We come through the tangle of mown hay at a controlled three-beat canter. Her head is high, right ear is forward, the left swiveling to catch my whispered counting. I count to remember to breathe. Positioned above her, I have shock absorbers in my hips, knees and ankles, absorbing the rhythm of her speed. The relatively level ground begins to rise, and around the corner we mount a steep hill. She can’t see over the top, but I know a jump looms at the crest.
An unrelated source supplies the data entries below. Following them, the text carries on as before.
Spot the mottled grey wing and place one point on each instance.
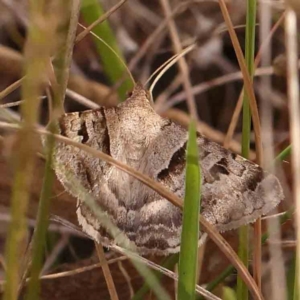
(235, 191)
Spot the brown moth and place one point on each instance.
(235, 191)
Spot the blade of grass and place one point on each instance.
(37, 53)
(188, 257)
(288, 215)
(92, 10)
(39, 236)
(294, 108)
(243, 251)
(221, 243)
(284, 154)
(63, 60)
(168, 263)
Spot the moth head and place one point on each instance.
(140, 95)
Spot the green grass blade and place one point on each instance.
(91, 10)
(168, 263)
(288, 215)
(243, 251)
(284, 154)
(190, 227)
(39, 236)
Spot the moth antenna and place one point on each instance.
(164, 67)
(114, 52)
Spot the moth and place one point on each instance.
(235, 191)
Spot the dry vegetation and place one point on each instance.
(208, 82)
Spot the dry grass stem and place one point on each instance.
(161, 190)
(106, 271)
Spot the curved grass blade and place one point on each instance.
(91, 10)
(190, 227)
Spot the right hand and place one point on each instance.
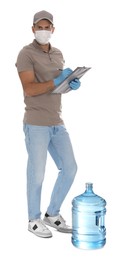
(63, 75)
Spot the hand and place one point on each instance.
(75, 84)
(63, 75)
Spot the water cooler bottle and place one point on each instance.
(88, 220)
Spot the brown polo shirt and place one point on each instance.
(44, 109)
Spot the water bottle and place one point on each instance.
(88, 220)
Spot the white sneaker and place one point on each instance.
(57, 222)
(38, 228)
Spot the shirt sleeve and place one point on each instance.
(24, 61)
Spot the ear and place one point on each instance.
(53, 29)
(33, 29)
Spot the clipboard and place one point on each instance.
(64, 86)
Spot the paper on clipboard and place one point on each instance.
(64, 86)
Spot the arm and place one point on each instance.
(32, 88)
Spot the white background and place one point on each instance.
(87, 32)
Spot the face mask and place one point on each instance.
(43, 36)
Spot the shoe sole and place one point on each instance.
(43, 236)
(58, 229)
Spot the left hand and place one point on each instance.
(75, 84)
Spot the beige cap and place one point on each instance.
(42, 15)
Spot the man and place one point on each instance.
(40, 68)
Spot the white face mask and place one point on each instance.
(43, 36)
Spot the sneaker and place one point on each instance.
(57, 222)
(38, 228)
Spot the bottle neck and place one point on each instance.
(89, 187)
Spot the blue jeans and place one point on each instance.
(39, 140)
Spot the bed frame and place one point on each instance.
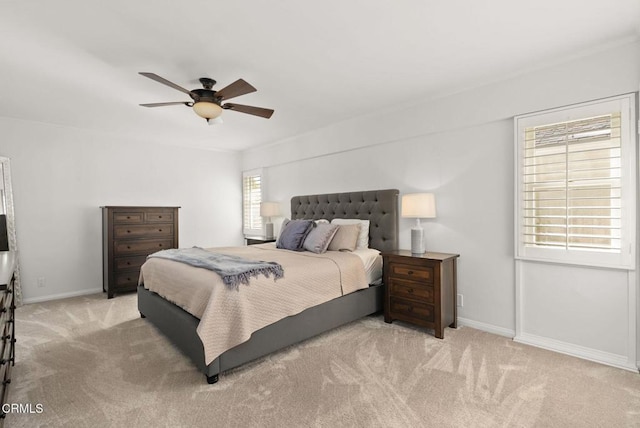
(380, 207)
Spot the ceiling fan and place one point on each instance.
(207, 103)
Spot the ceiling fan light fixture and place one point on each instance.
(207, 110)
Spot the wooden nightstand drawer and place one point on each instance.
(420, 289)
(411, 290)
(412, 311)
(142, 231)
(418, 273)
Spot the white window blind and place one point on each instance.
(576, 189)
(252, 188)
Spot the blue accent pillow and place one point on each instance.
(319, 238)
(293, 234)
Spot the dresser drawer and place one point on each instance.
(412, 311)
(142, 231)
(414, 272)
(412, 290)
(128, 217)
(124, 248)
(127, 279)
(128, 263)
(159, 217)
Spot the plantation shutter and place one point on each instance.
(572, 184)
(575, 184)
(251, 198)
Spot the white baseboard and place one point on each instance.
(595, 355)
(62, 295)
(489, 328)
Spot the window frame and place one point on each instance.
(625, 258)
(248, 230)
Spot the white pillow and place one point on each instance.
(363, 236)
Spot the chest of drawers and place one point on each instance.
(129, 235)
(420, 289)
(7, 325)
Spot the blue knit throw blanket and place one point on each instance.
(233, 270)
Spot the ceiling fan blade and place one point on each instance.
(173, 103)
(164, 81)
(256, 111)
(237, 88)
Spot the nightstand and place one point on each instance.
(420, 289)
(251, 240)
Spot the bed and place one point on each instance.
(380, 207)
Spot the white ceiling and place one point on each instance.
(75, 63)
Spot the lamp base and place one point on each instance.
(417, 243)
(268, 230)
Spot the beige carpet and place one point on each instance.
(92, 362)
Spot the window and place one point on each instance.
(252, 189)
(576, 184)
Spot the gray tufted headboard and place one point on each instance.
(380, 207)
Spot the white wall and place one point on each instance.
(61, 176)
(460, 147)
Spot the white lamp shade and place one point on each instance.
(419, 205)
(207, 110)
(269, 209)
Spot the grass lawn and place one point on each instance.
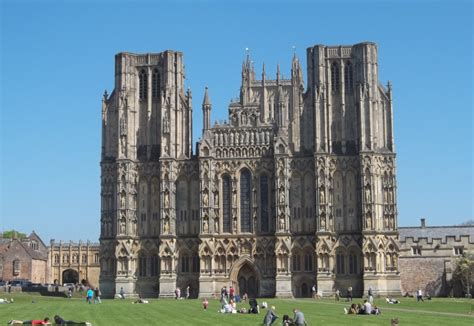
(439, 311)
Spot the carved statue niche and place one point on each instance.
(205, 224)
(322, 194)
(205, 198)
(368, 196)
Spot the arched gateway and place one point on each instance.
(245, 277)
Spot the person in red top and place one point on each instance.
(44, 321)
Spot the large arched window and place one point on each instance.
(143, 84)
(348, 78)
(155, 84)
(264, 211)
(226, 203)
(245, 201)
(335, 77)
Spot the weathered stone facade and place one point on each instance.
(427, 255)
(74, 262)
(25, 259)
(297, 188)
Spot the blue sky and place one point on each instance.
(57, 59)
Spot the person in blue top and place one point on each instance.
(90, 295)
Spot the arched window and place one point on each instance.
(264, 203)
(141, 265)
(340, 263)
(155, 84)
(348, 78)
(335, 77)
(143, 87)
(226, 203)
(154, 264)
(245, 201)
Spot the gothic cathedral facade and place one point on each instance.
(297, 188)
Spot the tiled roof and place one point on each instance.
(436, 232)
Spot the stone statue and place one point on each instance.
(368, 196)
(166, 200)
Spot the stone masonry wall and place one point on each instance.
(425, 273)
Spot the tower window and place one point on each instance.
(335, 77)
(348, 78)
(143, 87)
(155, 84)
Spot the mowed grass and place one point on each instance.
(439, 311)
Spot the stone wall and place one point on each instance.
(425, 273)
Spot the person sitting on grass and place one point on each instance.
(392, 301)
(270, 317)
(60, 321)
(352, 310)
(44, 321)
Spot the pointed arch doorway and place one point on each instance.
(245, 279)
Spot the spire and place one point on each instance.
(206, 101)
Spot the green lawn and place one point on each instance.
(439, 311)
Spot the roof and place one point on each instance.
(436, 232)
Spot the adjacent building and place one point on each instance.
(427, 257)
(297, 188)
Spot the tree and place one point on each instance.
(13, 233)
(464, 272)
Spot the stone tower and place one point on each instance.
(297, 188)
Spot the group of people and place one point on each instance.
(177, 293)
(58, 320)
(297, 320)
(94, 295)
(362, 309)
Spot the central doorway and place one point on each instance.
(247, 281)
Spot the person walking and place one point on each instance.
(90, 294)
(97, 295)
(370, 295)
(349, 293)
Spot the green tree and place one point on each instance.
(464, 272)
(11, 233)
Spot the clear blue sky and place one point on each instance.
(57, 59)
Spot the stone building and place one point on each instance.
(297, 188)
(427, 255)
(25, 259)
(74, 262)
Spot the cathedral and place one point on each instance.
(297, 188)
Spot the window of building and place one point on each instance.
(340, 268)
(308, 262)
(348, 78)
(143, 87)
(264, 203)
(296, 262)
(184, 264)
(245, 201)
(416, 251)
(352, 264)
(226, 203)
(155, 83)
(16, 267)
(155, 263)
(334, 77)
(458, 251)
(141, 265)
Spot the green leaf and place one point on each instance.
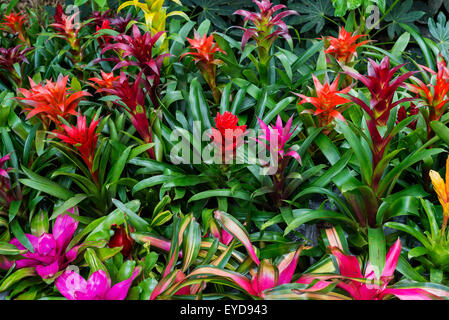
(45, 185)
(221, 193)
(377, 250)
(307, 215)
(17, 231)
(16, 277)
(9, 249)
(70, 203)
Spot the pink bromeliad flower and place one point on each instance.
(277, 137)
(365, 287)
(50, 253)
(5, 185)
(98, 287)
(265, 275)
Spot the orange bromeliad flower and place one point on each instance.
(68, 28)
(51, 101)
(442, 190)
(433, 95)
(326, 101)
(82, 137)
(203, 52)
(344, 47)
(105, 82)
(14, 23)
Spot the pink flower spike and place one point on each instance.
(98, 287)
(51, 253)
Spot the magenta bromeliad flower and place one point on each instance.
(5, 185)
(133, 98)
(365, 287)
(140, 47)
(51, 253)
(277, 137)
(98, 287)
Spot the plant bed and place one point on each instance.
(160, 150)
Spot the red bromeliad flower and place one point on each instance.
(121, 238)
(5, 185)
(82, 137)
(133, 98)
(203, 53)
(9, 57)
(104, 40)
(51, 101)
(68, 30)
(264, 22)
(344, 47)
(14, 24)
(120, 23)
(227, 135)
(433, 96)
(140, 47)
(105, 82)
(382, 86)
(326, 101)
(59, 14)
(100, 17)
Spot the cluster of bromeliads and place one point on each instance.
(72, 156)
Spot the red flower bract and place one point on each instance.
(51, 100)
(327, 100)
(14, 23)
(434, 94)
(382, 87)
(105, 82)
(5, 185)
(133, 98)
(82, 137)
(226, 134)
(344, 47)
(264, 22)
(104, 40)
(203, 50)
(121, 239)
(140, 47)
(11, 56)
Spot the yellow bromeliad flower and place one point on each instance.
(442, 190)
(155, 16)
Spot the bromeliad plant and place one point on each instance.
(267, 27)
(155, 16)
(432, 254)
(373, 155)
(344, 48)
(51, 101)
(326, 102)
(366, 287)
(203, 52)
(140, 47)
(133, 101)
(168, 160)
(14, 23)
(432, 98)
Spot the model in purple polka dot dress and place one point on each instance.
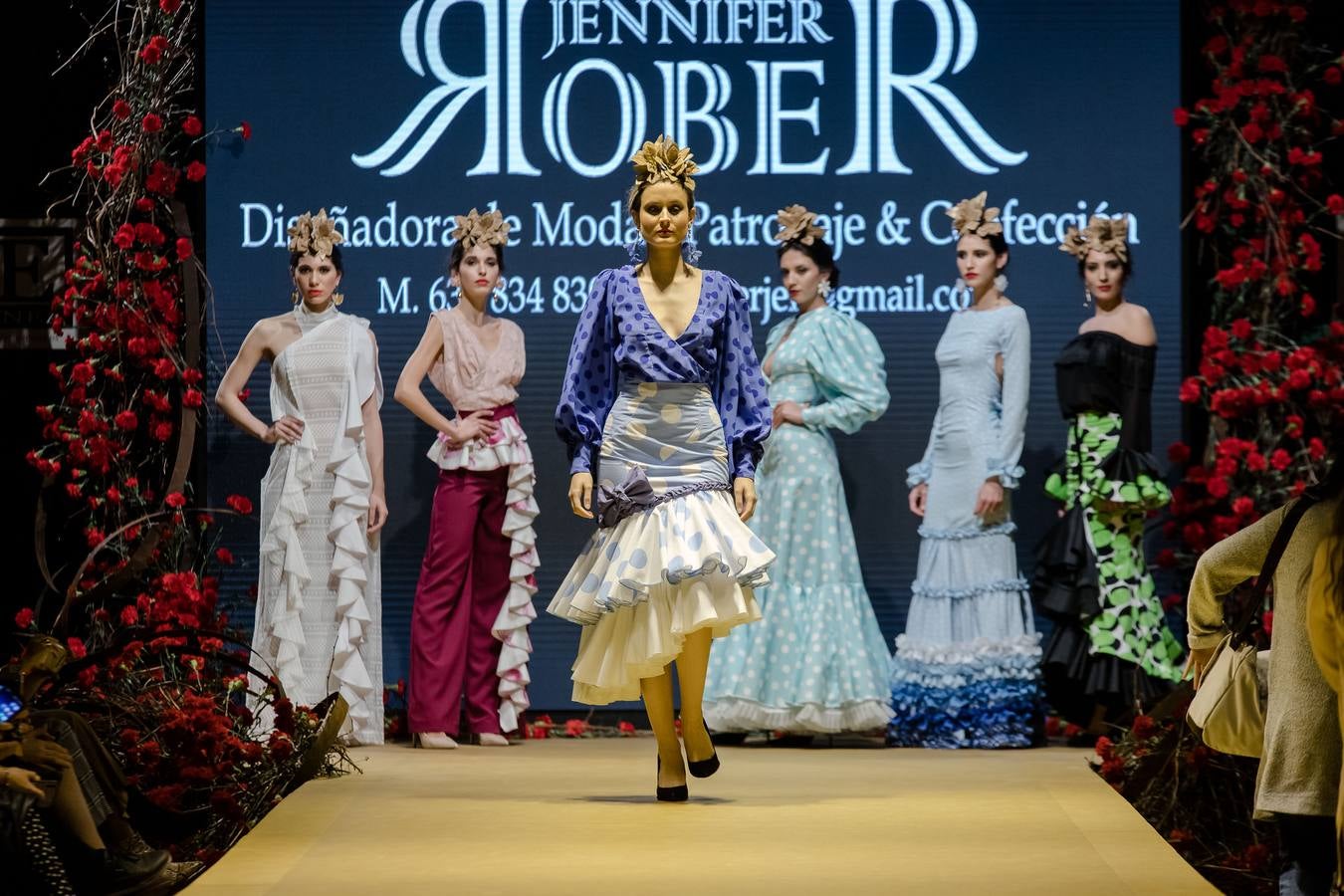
(664, 400)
It’s a large brushy-covered pile of logs, filling the opening in a stone wall. The dappled light in the forest on the other side is darker, obscuring the trail. I feel her muscles bunch and I sit a bit deeper, slowing my body and hers as we approach. And I speak to her softly as the tension builds. “Slowly now, look, let’s count together, be ready.” Her ears gyrate and try to listen but her body is coiled. Her foot-falls become more insistent and jarring. I look ahead into the woods, my mind already past this obstacle.
She rises up in front of me and I follow her fluid motion with my whole body, sitting back as we touch down. The flight last seconds, but being airborne, one has no sense of time. From rhythmic forward, to flight, to drop and go, the entire experience is one of being present. I can’t text or answer the phone, there is nothing to focus on but those seconds. She and I are the only beings in existence. And sometimes, that’s what keeps me semi-sane.